Solidago speciosa indiana dunes

Family:     Asteraceae (Sunflower family)

Duration:  Perennial

Height:     30 -150 cm (1 to 5 ft)

Blooming: Aug. - Oct.


Showy Goldenrod

Solidago speciosa Nutt.

Stem: erect, usually not branched.  It is smooth most of the time with colored red or green.  

Flowers: are in 15-300+ yellow flower heads which are relatively larger than other goldenrods.  There are only 3-8 ray flowers (looks like the petals).  The bright yellow conical clusters of flowers give it the showy name.

Leaves: the basal leaves are sometimes persistent through flowering with some wilting about that time.  Leaves are alternately arranged on the stem.  Halfway up the stem, the leafs are sessile (attached directly to the stem) and below they taper to a winged petiole.  The are glabrate (usually pretty smooth.  Sometimes small leaves will develop in the axis of the leaves (especially the upper ones).  There on no teeth on the leaves.

Fruit: the fruit are smooth and dry seeds that have a soft, fluffy brown pappus (tufts of hair) which allow the seed to be dispersed by the wind.

Sun: Full 

Ideal condition: slightly dry soil and full sun.
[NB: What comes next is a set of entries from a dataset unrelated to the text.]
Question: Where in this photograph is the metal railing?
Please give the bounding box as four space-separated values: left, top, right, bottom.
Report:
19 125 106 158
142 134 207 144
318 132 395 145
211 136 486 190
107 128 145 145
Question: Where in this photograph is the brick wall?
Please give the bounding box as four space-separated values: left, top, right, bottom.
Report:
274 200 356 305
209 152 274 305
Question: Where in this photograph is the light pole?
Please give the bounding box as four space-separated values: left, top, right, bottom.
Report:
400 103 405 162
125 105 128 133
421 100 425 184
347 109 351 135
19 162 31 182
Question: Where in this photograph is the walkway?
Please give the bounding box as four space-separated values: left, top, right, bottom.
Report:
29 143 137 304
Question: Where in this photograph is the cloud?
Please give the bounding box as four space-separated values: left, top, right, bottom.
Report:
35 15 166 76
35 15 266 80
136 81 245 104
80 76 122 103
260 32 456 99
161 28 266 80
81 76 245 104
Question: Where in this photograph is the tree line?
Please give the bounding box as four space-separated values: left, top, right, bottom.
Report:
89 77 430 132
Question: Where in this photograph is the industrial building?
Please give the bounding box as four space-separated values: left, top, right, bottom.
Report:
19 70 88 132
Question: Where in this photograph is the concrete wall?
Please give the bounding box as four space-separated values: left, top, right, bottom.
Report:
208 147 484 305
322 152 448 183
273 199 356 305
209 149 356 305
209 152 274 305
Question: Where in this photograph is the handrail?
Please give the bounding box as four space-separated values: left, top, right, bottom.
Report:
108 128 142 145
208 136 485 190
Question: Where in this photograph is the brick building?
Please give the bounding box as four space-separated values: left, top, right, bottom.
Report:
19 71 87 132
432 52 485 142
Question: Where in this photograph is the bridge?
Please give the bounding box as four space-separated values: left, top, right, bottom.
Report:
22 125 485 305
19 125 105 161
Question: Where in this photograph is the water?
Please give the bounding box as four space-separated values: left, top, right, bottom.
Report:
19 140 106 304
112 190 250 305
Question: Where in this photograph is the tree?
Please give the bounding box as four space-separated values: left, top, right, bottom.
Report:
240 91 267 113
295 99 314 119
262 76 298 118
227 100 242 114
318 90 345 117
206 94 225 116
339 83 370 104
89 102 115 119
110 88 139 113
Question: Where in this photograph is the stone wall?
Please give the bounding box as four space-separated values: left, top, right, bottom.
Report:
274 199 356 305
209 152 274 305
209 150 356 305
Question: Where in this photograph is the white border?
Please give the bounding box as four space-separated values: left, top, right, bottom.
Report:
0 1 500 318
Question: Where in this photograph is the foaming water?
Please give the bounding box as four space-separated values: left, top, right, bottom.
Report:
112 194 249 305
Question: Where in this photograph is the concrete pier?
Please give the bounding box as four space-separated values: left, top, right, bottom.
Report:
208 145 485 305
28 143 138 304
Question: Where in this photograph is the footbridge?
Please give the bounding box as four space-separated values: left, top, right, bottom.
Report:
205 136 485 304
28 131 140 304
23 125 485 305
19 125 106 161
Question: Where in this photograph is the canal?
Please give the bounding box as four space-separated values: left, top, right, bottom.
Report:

Found commonly in the oak savannas of Northwest Indiana.

Solidago rugosa
Solidago speciosa cowles bog

all photos by Nathanael Pilla

Landscape: a strong standing, adaptable plant that provides brilliant, bright yellow flowers for the fall season. It is an important source of nectar for butterflies and bees in autumn.  One of our highest recommended plants for your perennial garden.  

Comments: there is a lot of variability in the appearance of showy goldenrod with at  two subspecies being recorded in Northwest Indiana.  Goldenrods are not a source for ragweed pollen.

Etymology: The epithet name speciosa is Latin for "brilliant, showy, spectacular" because of the spectacular nature of the plant. The genus, solidago, comes from the Latin word, solida meaning "whole" and ago meaning "to make".